In June 2015, the National Institute for Health and Care Excellence (NICE) advised a standard for offering urgent and direct access to endoscopy in two weeks and definitive diagnosis within four weeks. RAPID-P is designed to successfully implement this for upper gastrointestinal (GI) cancers. Each patient completes a secure online self-triage questionnaire, which grades responses to answers with either:
- direct straight to test at an endoscopy clinic
- straight to test at an urgent specialist outpatient clinic with a consultant gastroenterologist
- a prompt GP appointment.
This process bypasses an initial GP appointment, as a physical examination adds nothing to decision making for this condition. Plan-Do-Study-Act testing was conducted to ensure safety and acceptability to patients.

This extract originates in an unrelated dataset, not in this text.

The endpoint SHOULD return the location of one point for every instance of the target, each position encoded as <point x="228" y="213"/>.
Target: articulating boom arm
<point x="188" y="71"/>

From January to May 2017, 69 patients with upper gastrointestinal symptoms completed the questionnaire. Early results taken from tracking a small sample of these indicate those identified with:
- red, urgent referral, were referred and seen within seven days
- high amber, direct referral recommendation, were seen within 14-25 days, with 50% seen within 14 days.
All patients received a confirmed diagnosis and initiated an appropriate treatment pathway, and all referrals were within NICE’s recommended time and faster in <50% of cases. The intervention is now standard care across the participating practices.